厚沢部滞在最後の日は朝から好天に恵まれた。友人は「今日ならきれいに見える」と北斗市の「きじひき高原」と、展望のよさを競う七飯町の「城岱(しろたい)牧場」に車で連れていってくれると言う。
前回(21日)と同じく国道227号の北斗市市街側の入り口から上る。その手前にも出入り口はあるが通行止めになっているためだ。新緑の中を快適に走る。メロディーロード走行中はこの前よりも耳に神経を集中したのに、曲をうまく聞き取れなかった。

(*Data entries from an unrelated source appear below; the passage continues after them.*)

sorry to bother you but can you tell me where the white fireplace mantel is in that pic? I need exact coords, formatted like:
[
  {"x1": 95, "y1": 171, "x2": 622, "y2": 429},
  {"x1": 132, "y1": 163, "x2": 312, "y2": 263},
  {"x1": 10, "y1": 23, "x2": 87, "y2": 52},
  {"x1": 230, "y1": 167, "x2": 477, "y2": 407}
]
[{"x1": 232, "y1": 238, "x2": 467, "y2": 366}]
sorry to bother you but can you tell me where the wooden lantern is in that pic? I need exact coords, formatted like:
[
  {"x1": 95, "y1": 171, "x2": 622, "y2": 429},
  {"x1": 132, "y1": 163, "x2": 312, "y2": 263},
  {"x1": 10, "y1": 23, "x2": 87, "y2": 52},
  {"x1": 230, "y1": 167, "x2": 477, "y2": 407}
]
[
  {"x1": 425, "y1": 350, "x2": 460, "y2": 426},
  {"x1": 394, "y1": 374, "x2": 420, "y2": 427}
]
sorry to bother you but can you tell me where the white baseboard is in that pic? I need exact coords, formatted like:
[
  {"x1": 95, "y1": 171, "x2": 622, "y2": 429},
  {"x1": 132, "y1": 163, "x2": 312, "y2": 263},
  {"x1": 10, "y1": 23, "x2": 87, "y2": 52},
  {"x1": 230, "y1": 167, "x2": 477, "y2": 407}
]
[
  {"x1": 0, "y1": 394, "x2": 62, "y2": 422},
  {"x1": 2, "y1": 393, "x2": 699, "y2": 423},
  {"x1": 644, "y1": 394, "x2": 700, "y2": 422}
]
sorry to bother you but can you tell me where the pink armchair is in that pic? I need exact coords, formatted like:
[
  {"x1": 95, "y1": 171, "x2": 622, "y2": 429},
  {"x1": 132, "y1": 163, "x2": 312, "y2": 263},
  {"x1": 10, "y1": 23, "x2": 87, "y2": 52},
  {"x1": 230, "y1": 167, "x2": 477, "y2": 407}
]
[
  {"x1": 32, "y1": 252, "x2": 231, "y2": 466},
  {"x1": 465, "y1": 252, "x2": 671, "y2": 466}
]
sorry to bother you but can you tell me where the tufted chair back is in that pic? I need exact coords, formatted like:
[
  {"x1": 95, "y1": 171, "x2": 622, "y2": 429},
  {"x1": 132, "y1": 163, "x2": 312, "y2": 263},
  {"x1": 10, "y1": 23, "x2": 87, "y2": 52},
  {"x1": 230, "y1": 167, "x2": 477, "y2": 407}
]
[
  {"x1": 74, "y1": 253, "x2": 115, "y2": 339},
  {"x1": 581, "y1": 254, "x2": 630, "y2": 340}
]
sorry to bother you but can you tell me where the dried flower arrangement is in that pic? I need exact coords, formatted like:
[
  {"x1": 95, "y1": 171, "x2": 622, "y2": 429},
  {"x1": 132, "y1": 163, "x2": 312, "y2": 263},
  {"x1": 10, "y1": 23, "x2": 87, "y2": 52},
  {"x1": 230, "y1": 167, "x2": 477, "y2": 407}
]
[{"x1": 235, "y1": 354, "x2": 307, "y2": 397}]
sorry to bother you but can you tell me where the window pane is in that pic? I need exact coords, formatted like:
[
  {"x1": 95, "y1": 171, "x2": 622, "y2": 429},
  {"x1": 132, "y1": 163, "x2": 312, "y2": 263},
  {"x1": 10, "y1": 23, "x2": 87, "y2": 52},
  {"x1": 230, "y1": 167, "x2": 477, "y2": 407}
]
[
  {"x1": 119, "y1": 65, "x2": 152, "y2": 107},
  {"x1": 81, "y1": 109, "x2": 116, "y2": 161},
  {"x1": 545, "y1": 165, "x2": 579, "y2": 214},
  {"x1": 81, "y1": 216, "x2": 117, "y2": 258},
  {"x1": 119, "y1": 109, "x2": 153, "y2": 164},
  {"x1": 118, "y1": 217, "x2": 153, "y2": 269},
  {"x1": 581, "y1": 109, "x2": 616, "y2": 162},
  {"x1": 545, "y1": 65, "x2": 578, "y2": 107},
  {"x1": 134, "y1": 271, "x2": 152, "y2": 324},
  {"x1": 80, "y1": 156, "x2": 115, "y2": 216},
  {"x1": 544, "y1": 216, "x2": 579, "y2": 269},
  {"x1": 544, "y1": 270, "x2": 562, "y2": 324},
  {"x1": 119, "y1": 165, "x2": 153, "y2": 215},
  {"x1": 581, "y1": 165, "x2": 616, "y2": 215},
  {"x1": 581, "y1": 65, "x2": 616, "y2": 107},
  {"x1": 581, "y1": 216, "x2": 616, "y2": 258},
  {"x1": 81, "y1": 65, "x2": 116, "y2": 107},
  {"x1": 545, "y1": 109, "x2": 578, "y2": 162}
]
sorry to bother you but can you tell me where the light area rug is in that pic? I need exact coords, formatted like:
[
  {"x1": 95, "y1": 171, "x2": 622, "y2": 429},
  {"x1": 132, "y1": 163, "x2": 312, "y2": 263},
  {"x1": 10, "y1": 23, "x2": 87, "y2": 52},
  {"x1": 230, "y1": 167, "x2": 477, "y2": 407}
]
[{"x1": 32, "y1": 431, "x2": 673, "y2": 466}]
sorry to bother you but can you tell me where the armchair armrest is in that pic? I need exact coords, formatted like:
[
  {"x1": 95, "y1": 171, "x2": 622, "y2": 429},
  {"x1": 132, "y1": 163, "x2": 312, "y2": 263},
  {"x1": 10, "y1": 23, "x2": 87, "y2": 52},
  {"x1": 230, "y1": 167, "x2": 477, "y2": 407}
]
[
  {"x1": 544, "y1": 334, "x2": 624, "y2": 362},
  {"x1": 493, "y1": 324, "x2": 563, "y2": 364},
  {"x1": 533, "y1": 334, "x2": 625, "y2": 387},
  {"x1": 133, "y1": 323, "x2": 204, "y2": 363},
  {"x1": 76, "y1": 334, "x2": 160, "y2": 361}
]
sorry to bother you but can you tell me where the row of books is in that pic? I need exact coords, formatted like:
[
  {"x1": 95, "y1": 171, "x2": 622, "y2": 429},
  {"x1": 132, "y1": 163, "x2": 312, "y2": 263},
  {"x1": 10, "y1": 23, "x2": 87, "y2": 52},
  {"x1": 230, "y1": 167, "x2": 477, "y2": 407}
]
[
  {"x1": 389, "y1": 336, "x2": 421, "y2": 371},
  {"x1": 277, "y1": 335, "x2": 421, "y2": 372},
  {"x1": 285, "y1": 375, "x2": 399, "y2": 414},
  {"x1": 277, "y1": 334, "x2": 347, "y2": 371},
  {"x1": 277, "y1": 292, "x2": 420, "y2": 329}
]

きじひき高原は標高560メートル。パノラマ展望台からの景色は想像以上に素晴らしかった。眼下に大野平野が広がり、薄く青い函館湾の先にぽっかり浮かぶ函館山。大沼小沼は複雑な曲線を見せて水をたたえ、駒ケ岳がなだらかな稜線を広げていた。
「あれが新幹線の線路」と教えられた指の先に、大きな弧を描く高架橋が見えた。弧の先端が現在の終起点駅の新函館北斗駅。この高原が、鉄道写真を撮り歩く「撮り鉄」の人気スポットになっているという。
来た道を少し上ると「噴火湾眺望台」。緑一色の雄大な高原の向こうに駒ケ岳と噴火湾が見えた。
国道まで戻り、函館新道(国道5号)へ。七飯本町ICから、大沼方面につながる城岱スカイラインを行く。舗装はされているが、道幅は広くなく、急勾配、急カーブが続く峠道。展望台までは約10分。
城岱牧場展望台はコンクリート打ち放し風の建物で、標高はパノラマ展望台とほぼ同じ550メートル。地図を見ると、緯度もほとんど変わらない。函館山が真南に近い分、心持ち大きく見える。南西に大野平野を一望できる。
展望台の下の道路に出ると、種の違うたくさんの乳牛が牧場で草を食べていて、私が近づくと一斉に視線を向けてきたり、牧柵沿いにのそりとついてくる牛もいたりして、思わず声をかけた。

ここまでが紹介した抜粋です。